Kiedy władze w TVP przejął Jacek Kurski, program "Świat się kręci" był sukcesywnie dyskredytowany. Ostatecznie jego emisję przesunięto na mniej atrakcyjną godzinę, a do zespołu prowadzących dołączono Annę Popek. Agata Młynarska za porażkę swojego programu winiła zmiany, jakie zafundowały mu nowe władze i ostatecznie w czerwcu rozstała się z Telewizją Polską.
Anna Popek, w przeciwieństwie do koleżanki, na tak zwanej dobrej zmianie skorzystała. Nazywana "ulubienicą Jacka Kurskiego" prezenterka otrzymała dwa nowe programy na antenie TVP.
Młynarska skomentowała zachowanie koleżanki w wywiadzie dla Press. Była już pracownica TVP zarzuciła koleżance z branży zbytnie spoufalanie się z nowym prezesem, Jackiem Kurskim:
Znamy się wiele lat, nie oceniam jej wyborów. Mogę jedynie powiedzieć, że miałabym problem z fotografowaniem się z prezesem TVP w pięć minut po objęciu przez niego władzy. Każdy ma swoją twarz. Tylko jedną.

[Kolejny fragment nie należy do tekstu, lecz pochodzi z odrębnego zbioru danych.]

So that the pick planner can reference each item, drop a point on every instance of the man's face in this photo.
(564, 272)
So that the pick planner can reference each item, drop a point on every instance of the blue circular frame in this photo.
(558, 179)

Na ripostę Anny Popek nie trzeba było długo czekać. W rozmowie z "Super Expressem"
Ciekawy punkt widzenia, zważywszy na fakt, iż Agata Młynarska, prowadząc "Świat się kręci", była jednocześnie doradcą prezesa Juliusza Brauna, z którym fotografowała się bardzo często. Twarz ma się tylko jedną. To prawda.
Po czyjej stronie jesteście w tym sporze?